Art of the Pie: A Practical Guide to Homemade Crusts, Fillings, and Life is a cookbook focusing on pies and is written Kate McDermott with photographs by Andrew Scrivani. This cookbook covers the many different pies available from the sweet fruit pies to the savory meat pies that could be eaten for dinner or supper. It is also design in a logical manner with the equipment needed, techniques, crust recipes, fruit pie recipes, and savory pie recipes in that order.
For the most part, the recipes are written well and very easy to understand. I like the fact that the recipes are nearly all two-page spread in length with a few exceptions. I also liked that the measurements were given in both imperial and metric, which expands the audience of the cookbook. There are variants to some of the recipes, which are much appreciated for variety sake. For the crust recipes, I’m glad that there are so many types – including the non-gluten types.

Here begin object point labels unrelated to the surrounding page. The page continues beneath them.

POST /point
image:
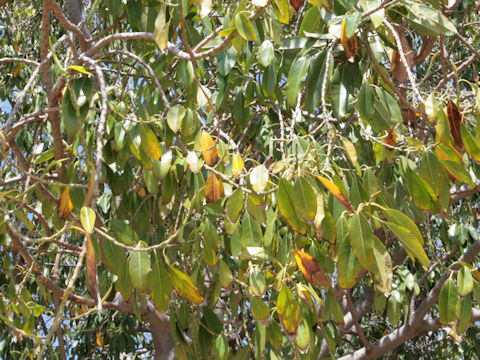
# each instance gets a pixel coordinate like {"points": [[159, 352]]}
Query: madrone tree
{"points": [[239, 179]]}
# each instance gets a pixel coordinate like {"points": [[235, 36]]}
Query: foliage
{"points": [[239, 179]]}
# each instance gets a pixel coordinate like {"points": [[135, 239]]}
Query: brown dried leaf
{"points": [[65, 205], [454, 120], [213, 189], [310, 268]]}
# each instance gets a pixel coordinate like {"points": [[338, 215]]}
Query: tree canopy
{"points": [[262, 179]]}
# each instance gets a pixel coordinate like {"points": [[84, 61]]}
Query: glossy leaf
{"points": [[287, 208], [310, 269], [139, 267], [288, 310], [447, 302], [184, 286]]}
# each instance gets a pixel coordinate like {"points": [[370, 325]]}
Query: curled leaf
{"points": [[65, 205], [209, 149], [310, 268]]}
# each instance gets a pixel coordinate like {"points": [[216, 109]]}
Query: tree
{"points": [[240, 179]]}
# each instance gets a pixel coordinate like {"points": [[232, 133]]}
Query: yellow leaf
{"points": [[16, 70], [310, 268], [209, 149], [65, 205], [213, 189], [150, 143], [335, 190], [237, 165], [99, 339], [184, 286]]}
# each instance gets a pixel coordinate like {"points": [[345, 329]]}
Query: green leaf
{"points": [[348, 265], [361, 239], [87, 218], [161, 286], [265, 53], [257, 282], [365, 101], [464, 281], [160, 33], [447, 302], [381, 268], [251, 232], [472, 146], [288, 310], [297, 73], [139, 268], [304, 199], [259, 178], [124, 283], [287, 208], [433, 172], [175, 117], [464, 313], [80, 69], [244, 26], [428, 20]]}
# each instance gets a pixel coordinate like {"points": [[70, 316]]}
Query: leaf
{"points": [[265, 53], [447, 302], [471, 144], [139, 268], [391, 139], [259, 178], [365, 101], [209, 149], [310, 268], [348, 265], [287, 208], [91, 265], [87, 218], [150, 144], [350, 44], [464, 281], [234, 205], [175, 117], [361, 239], [296, 4], [184, 286], [213, 189], [244, 26], [257, 282], [65, 205], [336, 192], [160, 32], [237, 165], [297, 73], [410, 242], [288, 310], [80, 69], [251, 232], [304, 199], [381, 268], [454, 120], [161, 286]]}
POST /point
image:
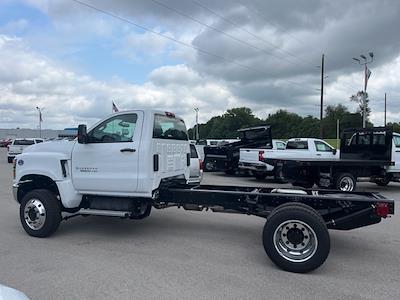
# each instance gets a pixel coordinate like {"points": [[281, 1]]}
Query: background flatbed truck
{"points": [[371, 153], [57, 181]]}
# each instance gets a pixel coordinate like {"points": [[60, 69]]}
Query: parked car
{"points": [[196, 166], [5, 142], [250, 159], [226, 157], [18, 145]]}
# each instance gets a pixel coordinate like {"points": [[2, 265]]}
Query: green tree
{"points": [[361, 98], [226, 126], [341, 113]]}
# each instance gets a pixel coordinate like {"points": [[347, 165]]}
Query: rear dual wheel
{"points": [[296, 238], [345, 182], [259, 175]]}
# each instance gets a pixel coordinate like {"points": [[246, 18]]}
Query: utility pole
{"points": [[321, 115], [366, 77], [197, 123], [385, 109], [40, 120]]}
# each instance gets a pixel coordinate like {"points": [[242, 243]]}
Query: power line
{"points": [[264, 18], [204, 52], [247, 31], [222, 32]]}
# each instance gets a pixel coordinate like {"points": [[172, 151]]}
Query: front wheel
{"points": [[40, 213], [296, 238]]}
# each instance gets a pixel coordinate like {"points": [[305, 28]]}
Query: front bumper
{"points": [[15, 187], [255, 167]]}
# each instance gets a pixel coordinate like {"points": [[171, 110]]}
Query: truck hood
{"points": [[62, 147]]}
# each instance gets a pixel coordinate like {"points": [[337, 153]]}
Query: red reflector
{"points": [[261, 155], [382, 209]]}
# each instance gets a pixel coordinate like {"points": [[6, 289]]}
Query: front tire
{"points": [[40, 213], [296, 238]]}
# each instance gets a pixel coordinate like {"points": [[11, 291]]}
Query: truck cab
{"points": [[119, 164]]}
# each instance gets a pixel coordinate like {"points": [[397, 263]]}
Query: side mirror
{"points": [[82, 134]]}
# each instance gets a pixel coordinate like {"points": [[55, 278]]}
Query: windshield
{"points": [[166, 127]]}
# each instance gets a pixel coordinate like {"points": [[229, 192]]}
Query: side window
{"points": [[298, 145], [364, 139], [114, 130], [320, 146], [396, 141], [378, 139]]}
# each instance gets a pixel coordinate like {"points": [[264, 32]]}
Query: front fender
{"points": [[41, 163]]}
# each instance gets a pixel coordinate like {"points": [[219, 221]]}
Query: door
{"points": [[323, 150], [396, 153], [109, 161]]}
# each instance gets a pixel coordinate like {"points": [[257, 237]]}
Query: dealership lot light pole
{"points": [[40, 120]]}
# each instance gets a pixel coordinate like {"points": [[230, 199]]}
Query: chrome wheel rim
{"points": [[346, 184], [295, 241], [34, 214]]}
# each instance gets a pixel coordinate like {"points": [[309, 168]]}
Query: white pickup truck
{"points": [[253, 159]]}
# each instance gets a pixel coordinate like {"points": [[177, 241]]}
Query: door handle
{"points": [[128, 150]]}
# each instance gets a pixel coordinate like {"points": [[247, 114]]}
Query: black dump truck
{"points": [[226, 158], [370, 153]]}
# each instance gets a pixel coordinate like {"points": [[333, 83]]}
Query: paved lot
{"points": [[189, 255]]}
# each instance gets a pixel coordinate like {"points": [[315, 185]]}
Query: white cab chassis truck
{"points": [[371, 154], [137, 160]]}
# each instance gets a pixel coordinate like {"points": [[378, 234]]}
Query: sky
{"points": [[72, 58]]}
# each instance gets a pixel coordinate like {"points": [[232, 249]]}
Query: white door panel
{"points": [[110, 165]]}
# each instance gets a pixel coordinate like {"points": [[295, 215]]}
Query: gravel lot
{"points": [[189, 255]]}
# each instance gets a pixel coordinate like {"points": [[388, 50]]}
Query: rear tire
{"points": [[259, 175], [40, 213], [345, 182], [296, 238], [141, 212], [383, 181]]}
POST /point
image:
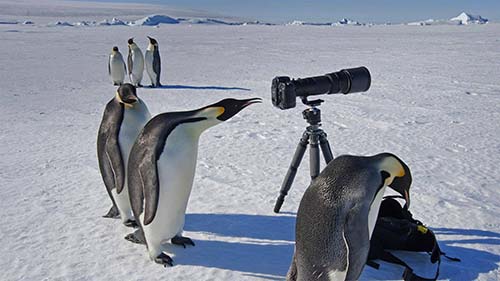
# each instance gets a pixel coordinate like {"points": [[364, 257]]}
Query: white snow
{"points": [[155, 20], [465, 18], [434, 102]]}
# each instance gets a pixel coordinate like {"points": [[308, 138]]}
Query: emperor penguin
{"points": [[135, 63], [161, 169], [124, 117], [153, 62], [116, 67], [338, 212]]}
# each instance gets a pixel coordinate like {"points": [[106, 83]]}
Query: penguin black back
{"points": [[332, 229], [143, 156]]}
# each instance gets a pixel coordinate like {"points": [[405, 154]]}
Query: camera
{"points": [[284, 90]]}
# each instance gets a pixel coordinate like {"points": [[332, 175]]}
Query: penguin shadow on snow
{"points": [[188, 87], [268, 259], [473, 261]]}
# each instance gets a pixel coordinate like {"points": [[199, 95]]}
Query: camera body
{"points": [[284, 91]]}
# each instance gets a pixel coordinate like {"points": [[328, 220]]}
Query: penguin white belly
{"points": [[137, 67], [176, 168], [134, 120], [117, 69], [373, 213], [148, 57]]}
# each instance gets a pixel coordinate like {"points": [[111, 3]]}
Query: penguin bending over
{"points": [[338, 212], [161, 170], [116, 67], [123, 119], [153, 62], [135, 63]]}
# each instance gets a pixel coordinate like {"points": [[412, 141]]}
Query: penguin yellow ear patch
{"points": [[214, 111], [118, 97], [393, 167]]}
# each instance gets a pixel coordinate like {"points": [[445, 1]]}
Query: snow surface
{"points": [[434, 101], [465, 18]]}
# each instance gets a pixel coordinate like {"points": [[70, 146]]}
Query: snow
{"points": [[155, 20], [465, 18], [434, 102]]}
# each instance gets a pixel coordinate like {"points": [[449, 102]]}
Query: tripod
{"points": [[316, 138]]}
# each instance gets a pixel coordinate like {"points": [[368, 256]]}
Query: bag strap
{"points": [[408, 274]]}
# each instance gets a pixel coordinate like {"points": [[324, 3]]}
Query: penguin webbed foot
{"points": [[136, 237], [182, 241], [164, 259], [113, 213], [131, 223]]}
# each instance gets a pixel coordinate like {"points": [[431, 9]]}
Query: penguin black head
{"points": [[396, 175], [152, 41], [232, 106], [127, 94]]}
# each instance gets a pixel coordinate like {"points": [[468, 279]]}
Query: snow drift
{"points": [[465, 18], [154, 20]]}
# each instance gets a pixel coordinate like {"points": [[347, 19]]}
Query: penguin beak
{"points": [[402, 184], [233, 106], [251, 101]]}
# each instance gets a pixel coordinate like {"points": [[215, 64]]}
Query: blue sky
{"points": [[377, 11]]}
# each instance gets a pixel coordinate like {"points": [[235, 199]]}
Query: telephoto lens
{"points": [[284, 91]]}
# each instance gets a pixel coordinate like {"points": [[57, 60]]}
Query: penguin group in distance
{"points": [[137, 62], [148, 167], [337, 215]]}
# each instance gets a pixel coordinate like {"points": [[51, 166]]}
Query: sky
{"points": [[376, 11]]}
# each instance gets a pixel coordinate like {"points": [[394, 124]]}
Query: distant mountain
{"points": [[465, 18], [155, 20]]}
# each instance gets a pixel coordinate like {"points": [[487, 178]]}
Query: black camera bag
{"points": [[397, 230]]}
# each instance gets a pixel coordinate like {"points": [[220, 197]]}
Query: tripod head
{"points": [[312, 114], [313, 136]]}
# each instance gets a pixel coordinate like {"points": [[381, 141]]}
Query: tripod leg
{"points": [[325, 147], [314, 156], [292, 171]]}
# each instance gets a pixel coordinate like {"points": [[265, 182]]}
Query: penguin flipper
{"points": [[113, 213], [164, 259], [292, 272], [129, 63], [358, 243], [114, 159], [182, 241], [157, 66], [151, 190], [136, 237]]}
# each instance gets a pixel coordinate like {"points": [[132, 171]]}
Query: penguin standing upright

Typically I loathed recipes that refer to a different section of the book – which is virtually every recipe in the book. However, I don't mind it so much in this particular cookbook. Logistically, it would be problematic to have the same recipes repeating over and over again, considering that every pie needs a crust and thus a crust recipe. So, it makes sense to have the crust recipes and techniques in one section, which McDermott has done.
For the caloric conscious, there are no nutritional facts per serving. However, this is a rather new inclusion and I don't mind so much that it's not given. Then again, one wouldn't be going to a cookbook about pies if one's diet hasn't already been broken. Still, having a sugar content listing would have been nice for those who are diabetic or just trying to cut down on refined sugars.
Art of the Pie: A Practical Guide to Homemade Crusts, Fillings, and Life is extremely informative. It lists all the various equipment one needs to bake pies and more importantly how to take care of them and which type of utensils are more beneficial than others. It also teaches a person how to get to know their ovens better, because each oven are slightly different and knowing one's oven would give better pies and other baked goods. There is also a nifty guide to when to buy fruits and which types of fruits are better for baking than other types – it all depends on what sort of pie one wants to make.
The personal anecdotes are rather charming and it lets the reader know Kate McDermott and her life better, but I pondered if this is apropos to a cookbook. I am unsure if this is typical or not, because I could literally count all the cookbooks I read from cover to cover on one hand. Normally, I would just read the recipe I want and plan accordingly. Regardless, I rather like reading about McDermott's thoughts on not on each recipe, but her pie making journey.
All in all, Art of the Pie: A Practical Guide to Homemade Crusts, Fillings, and Life is a wonderful cookbook for those who love pies or pie making. While I'm not sure if this book is the definitive book in pie making – I think it's extremely close.